Cela ne m’empêcherait cependant pas de me montrer aussi fier et confiant que je l’étais à l’accoutumée. S’il était bien une chose dont j’étais persuadé c’est qu’il était imprudent de paraître faible et indécis et cela en toutes circonstances. Il faudrait juste que je m’applique à choisir les bonnes paroles au bon moment. La blondinette prenait le temps de me répondre et cela je le considérais comme un bon présage. « Je suis enchanté de faire votre connaissance mademoiselle Axley. » déclarais-je en hochant légèrement de la tête. Je l’écoutais alors avec attention lorsqu’elle me parla avec beaucoup de modestie de ses aptitudes. Apparemment la jeune femme venait d’une contrée où apprendre à se battre faisait partie d’une règle de vie. La demoiselle était donc née avec une épée dans la main ? Je devais bien admettre que l’image était tout à fait charmante. « Je vois, vous venez donc d’une contrée où il est d’usage de se battre ? De quel royaume êtes-vous donc originaire, si cela n’est pas trop indiscret ? Est-il donc coutume pour tous les enfants de votre royaume de recevoir une éducation militaire ?» Je relevais un visage admiratif vers elle. « Cela n’enlève cependant rien à vos compétences, pas plus qu’au mérite que vous avez à poursuivre votre entraînement dans cette ville ».

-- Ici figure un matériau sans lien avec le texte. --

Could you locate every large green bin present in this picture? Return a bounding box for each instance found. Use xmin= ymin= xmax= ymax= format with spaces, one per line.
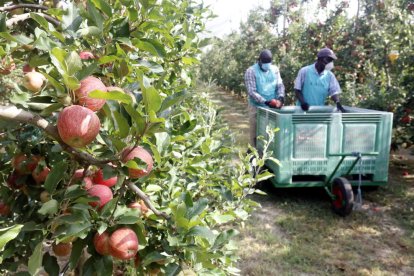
xmin=256 ymin=106 xmax=393 ymax=188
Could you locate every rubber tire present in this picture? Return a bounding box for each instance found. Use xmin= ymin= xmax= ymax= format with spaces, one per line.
xmin=331 ymin=177 xmax=354 ymax=217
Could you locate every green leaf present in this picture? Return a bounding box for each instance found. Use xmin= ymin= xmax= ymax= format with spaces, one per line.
xmin=136 ymin=40 xmax=159 ymax=56
xmin=63 ymin=74 xmax=80 ymax=90
xmin=141 ymin=251 xmax=167 ymax=266
xmin=100 ymin=197 xmax=119 ymax=217
xmin=140 ymin=38 xmax=166 ymax=57
xmin=76 ymin=26 xmax=102 ymax=37
xmin=212 ymin=229 xmax=239 ymax=250
xmin=187 ymin=226 xmax=215 ymax=243
xmin=42 ymin=74 xmax=65 ymax=95
xmin=43 ymin=253 xmax=59 ymax=276
xmin=116 ymin=215 xmax=139 ymax=224
xmin=28 ymin=242 xmax=43 ymax=275
xmin=91 ymin=0 xmax=113 ymax=17
xmin=64 ymin=185 xmax=87 ymax=200
xmin=33 ymin=32 xmax=60 ymax=51
xmin=187 ymin=198 xmax=208 ymax=219
xmin=89 ymin=90 xmax=132 ymax=104
xmin=30 ymin=13 xmax=51 ymax=31
xmin=113 ymin=110 xmax=129 ymax=138
xmin=212 ymin=214 xmax=234 ymax=224
xmin=69 ymin=238 xmax=87 ymax=270
xmin=38 ymin=199 xmax=59 ymax=216
xmin=40 ymin=103 xmax=64 ymax=117
xmin=0 ymin=32 xmax=33 ymax=44
xmin=87 ymin=0 xmax=104 ymax=30
xmin=61 ymin=2 xmax=82 ymax=32
xmin=66 ymin=51 xmax=83 ymax=76
xmin=257 ymin=171 xmax=274 ymax=182
xmin=165 ymin=263 xmax=181 ymax=276
xmin=0 ymin=225 xmax=23 ymax=252
xmin=44 ymin=161 xmax=68 ymax=194
xmin=75 ymin=61 xmax=99 ymax=81
xmin=268 ymin=157 xmax=282 ymax=167
xmin=143 ymin=86 xmax=162 ymax=113
xmin=145 ymin=184 xmax=162 ymax=193
xmin=50 ymin=48 xmax=68 ymax=74
xmin=123 ymin=104 xmax=145 ymax=134
xmin=159 ymin=91 xmax=188 ymax=113
xmin=0 ymin=13 xmax=6 ymax=32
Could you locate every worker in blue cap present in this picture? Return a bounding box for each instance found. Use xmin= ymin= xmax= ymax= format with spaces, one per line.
xmin=245 ymin=49 xmax=285 ymax=147
xmin=294 ymin=47 xmax=345 ymax=112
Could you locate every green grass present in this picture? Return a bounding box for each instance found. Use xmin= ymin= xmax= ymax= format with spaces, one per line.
xmin=237 ymin=162 xmax=414 ymax=276
xmin=204 ymin=85 xmax=414 ymax=275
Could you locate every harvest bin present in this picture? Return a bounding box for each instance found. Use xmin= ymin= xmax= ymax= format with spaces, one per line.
xmin=256 ymin=106 xmax=393 ymax=188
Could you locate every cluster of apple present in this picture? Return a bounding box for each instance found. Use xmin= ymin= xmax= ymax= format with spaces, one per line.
xmin=0 ymin=153 xmax=51 ymax=216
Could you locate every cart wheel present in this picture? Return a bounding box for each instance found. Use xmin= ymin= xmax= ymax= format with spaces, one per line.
xmin=331 ymin=177 xmax=354 ymax=217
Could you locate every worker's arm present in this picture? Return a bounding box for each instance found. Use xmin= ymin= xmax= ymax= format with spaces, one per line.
xmin=294 ymin=67 xmax=309 ymax=111
xmin=245 ymin=68 xmax=266 ymax=104
xmin=329 ymin=74 xmax=345 ymax=112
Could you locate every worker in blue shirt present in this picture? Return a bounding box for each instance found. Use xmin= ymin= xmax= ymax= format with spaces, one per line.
xmin=294 ymin=47 xmax=345 ymax=112
xmin=245 ymin=49 xmax=285 ymax=147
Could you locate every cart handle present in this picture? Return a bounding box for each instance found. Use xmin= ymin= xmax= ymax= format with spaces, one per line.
xmin=324 ymin=151 xmax=379 ymax=194
xmin=329 ymin=152 xmax=379 ymax=157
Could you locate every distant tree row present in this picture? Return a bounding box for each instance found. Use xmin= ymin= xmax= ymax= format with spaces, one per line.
xmin=200 ymin=0 xmax=414 ymax=149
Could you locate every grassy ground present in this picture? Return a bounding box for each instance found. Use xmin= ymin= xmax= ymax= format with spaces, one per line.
xmin=207 ymin=88 xmax=414 ymax=276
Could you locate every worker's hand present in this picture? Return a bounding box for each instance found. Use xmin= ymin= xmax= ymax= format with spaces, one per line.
xmin=301 ymin=102 xmax=309 ymax=111
xmin=265 ymin=99 xmax=280 ymax=108
xmin=336 ymin=102 xmax=346 ymax=113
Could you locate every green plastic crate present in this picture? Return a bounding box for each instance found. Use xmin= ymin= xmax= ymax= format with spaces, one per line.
xmin=256 ymin=106 xmax=393 ymax=187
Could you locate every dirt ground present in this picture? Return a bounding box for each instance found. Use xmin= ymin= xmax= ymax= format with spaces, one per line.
xmin=207 ymin=88 xmax=414 ymax=276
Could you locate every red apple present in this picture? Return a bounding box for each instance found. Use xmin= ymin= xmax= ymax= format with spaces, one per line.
xmin=92 ymin=169 xmax=117 ymax=187
xmin=52 ymin=242 xmax=72 ymax=257
xmin=401 ymin=115 xmax=411 ymax=124
xmin=87 ymin=184 xmax=113 ymax=208
xmin=121 ymin=146 xmax=154 ymax=178
xmin=93 ymin=231 xmax=111 ymax=256
xmin=0 ymin=201 xmax=11 ymax=216
xmin=79 ymin=51 xmax=95 ymax=60
xmin=32 ymin=166 xmax=50 ymax=184
xmin=7 ymin=171 xmax=25 ymax=189
xmin=57 ymin=105 xmax=101 ymax=148
xmin=83 ymin=176 xmax=94 ymax=189
xmin=109 ymin=227 xmax=139 ymax=260
xmin=74 ymin=76 xmax=107 ymax=111
xmin=22 ymin=71 xmax=45 ymax=93
xmin=12 ymin=154 xmax=40 ymax=175
xmin=73 ymin=169 xmax=85 ymax=179
xmin=402 ymin=171 xmax=409 ymax=176
xmin=22 ymin=64 xmax=35 ymax=73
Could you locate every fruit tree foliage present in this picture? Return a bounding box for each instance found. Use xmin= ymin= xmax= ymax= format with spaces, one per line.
xmin=0 ymin=0 xmax=259 ymax=275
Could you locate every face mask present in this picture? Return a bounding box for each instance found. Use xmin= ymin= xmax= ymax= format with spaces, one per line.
xmin=325 ymin=61 xmax=334 ymax=71
xmin=261 ymin=62 xmax=271 ymax=71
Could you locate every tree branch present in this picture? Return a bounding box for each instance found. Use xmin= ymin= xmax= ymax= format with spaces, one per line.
xmin=0 ymin=4 xmax=48 ymax=12
xmin=126 ymin=182 xmax=169 ymax=219
xmin=6 ymin=13 xmax=60 ymax=27
xmin=0 ymin=105 xmax=113 ymax=166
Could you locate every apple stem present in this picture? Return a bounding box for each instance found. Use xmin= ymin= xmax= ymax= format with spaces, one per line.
xmin=126 ymin=181 xmax=169 ymax=219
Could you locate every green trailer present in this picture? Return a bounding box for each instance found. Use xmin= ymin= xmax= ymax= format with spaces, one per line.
xmin=256 ymin=105 xmax=393 ymax=216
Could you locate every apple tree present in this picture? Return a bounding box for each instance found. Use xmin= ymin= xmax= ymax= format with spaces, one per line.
xmin=0 ymin=0 xmax=261 ymax=275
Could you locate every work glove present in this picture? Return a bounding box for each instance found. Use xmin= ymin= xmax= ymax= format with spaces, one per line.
xmin=300 ymin=102 xmax=309 ymax=111
xmin=265 ymin=99 xmax=282 ymax=108
xmin=336 ymin=102 xmax=346 ymax=113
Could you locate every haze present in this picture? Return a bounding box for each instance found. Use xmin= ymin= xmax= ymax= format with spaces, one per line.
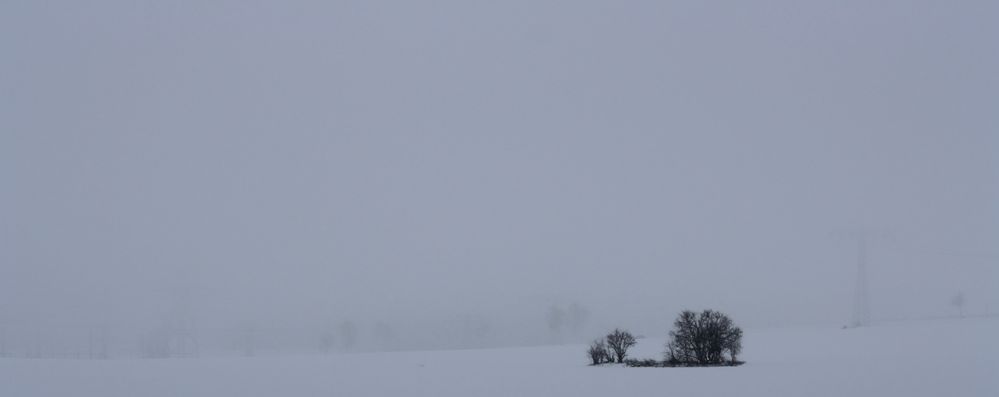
xmin=2 ymin=0 xmax=996 ymax=356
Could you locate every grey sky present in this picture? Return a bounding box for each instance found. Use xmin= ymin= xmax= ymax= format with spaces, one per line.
xmin=2 ymin=1 xmax=996 ymax=352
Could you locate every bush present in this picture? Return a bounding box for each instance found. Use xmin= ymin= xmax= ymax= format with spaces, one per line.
xmin=665 ymin=310 xmax=743 ymax=366
xmin=586 ymin=328 xmax=638 ymax=365
xmin=586 ymin=339 xmax=613 ymax=365
xmin=624 ymin=358 xmax=661 ymax=367
xmin=605 ymin=329 xmax=637 ymax=363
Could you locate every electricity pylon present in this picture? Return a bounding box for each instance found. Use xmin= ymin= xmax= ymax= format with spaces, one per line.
xmin=852 ymin=235 xmax=871 ymax=327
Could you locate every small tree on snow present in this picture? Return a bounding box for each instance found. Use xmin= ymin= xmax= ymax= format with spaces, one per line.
xmin=319 ymin=329 xmax=335 ymax=354
xmin=951 ymin=292 xmax=966 ymax=317
xmin=339 ymin=321 xmax=357 ymax=351
xmin=587 ymin=339 xmax=612 ymax=365
xmin=547 ymin=306 xmax=566 ymax=343
xmin=567 ymin=303 xmax=590 ymax=337
xmin=666 ymin=310 xmax=743 ymax=365
xmin=605 ymin=329 xmax=637 ymax=363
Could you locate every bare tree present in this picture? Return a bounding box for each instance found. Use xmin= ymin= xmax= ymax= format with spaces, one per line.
xmin=339 ymin=321 xmax=357 ymax=352
xmin=547 ymin=306 xmax=566 ymax=343
xmin=0 ymin=325 xmax=8 ymax=357
xmin=88 ymin=326 xmax=108 ymax=359
xmin=457 ymin=314 xmax=492 ymax=348
xmin=666 ymin=310 xmax=743 ymax=365
xmin=586 ymin=338 xmax=612 ymax=365
xmin=372 ymin=321 xmax=396 ymax=351
xmin=239 ymin=323 xmax=256 ymax=357
xmin=567 ymin=303 xmax=590 ymax=338
xmin=605 ymin=328 xmax=637 ymax=363
xmin=319 ymin=329 xmax=335 ymax=355
xmin=951 ymin=292 xmax=966 ymax=317
xmin=725 ymin=327 xmax=743 ymax=362
xmin=139 ymin=327 xmax=170 ymax=358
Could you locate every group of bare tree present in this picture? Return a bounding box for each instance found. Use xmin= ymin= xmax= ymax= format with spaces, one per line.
xmin=587 ymin=328 xmax=637 ymax=365
xmin=588 ymin=310 xmax=743 ymax=367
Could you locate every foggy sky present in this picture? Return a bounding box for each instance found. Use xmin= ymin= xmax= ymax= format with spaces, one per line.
xmin=2 ymin=1 xmax=997 ymax=353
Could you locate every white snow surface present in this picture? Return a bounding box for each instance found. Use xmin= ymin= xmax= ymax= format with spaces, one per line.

A son tour, elle m’interrogea sur mes propres origines. Elle craignait alors de m’avoir offusqué ce qui était loin d’être le cas. Hochant simplement la tête, je lui répondis tout sourire. « Non ne vous inquiétez pas, c’est tout naturel ! Je suis en effet de cette ville… même si comme vous le savez très certainement, personne n’est originaire de Storybrooke. En réalité, je viens des Terres Modernes, un royaume bien moins belliqueux que ne semble être le vôtre où la science a pris le pas sur la magie. » Cette terre ne me manquait pas tant que cela. Après tout, Storybrooke était en quelque sorte son reflet même si la magie était présente depuis la rupture de la Malédiction par la Sauveuse. Seule ma fille longuement disparue aurait pu justifier mon retour dans le Monde des Contes. Ecartant le souvenir de Mélanie de ma tête je poursuivis mon discours. En regardant la demoiselle qui me faisait front, je devinais aisément qu’elle ne se trouvait pas dans la même situation que moi. Elle devait très certainement faire partie des nouveaux arrivants. « Et vous, depuis combien de temps êtes-vous arrivée en ville ? »
HRP:
Je suis vraiment désolée pour le temps d'attente... J'avais complètement zappé ta réponse ! Je te promets que cela ne se reproduira pas !
Plus il approchait, plus son charisme transparaissait. Si j'avais été une donzelle ou une pucelle sans discernement, j'aurais pu tomber aisément dans ses filets. Heureusement pour moi, les hommes, j'avais plutôt tendance à les éviter... Ou à les diriger. En tous les cas, je m'en méfiais aussi sûrement que la magie. D'ailleurs, si ça se trouvait, cet homme possédait de la magie. Cette pensée me mit un peu plus encore sur mes gardes, bien que je gardais mes mains baissées, pour ne pas paraître menaçante. Il parlait beaucoup, ce qui me laissait l'opportunité de moins le faire. Mais il posait beaucoup de questions et, même si je n'en avais pas spécialement envie, je dus y répondre... Avec parcimonie. La verve n'avait jamais été ma qualité première.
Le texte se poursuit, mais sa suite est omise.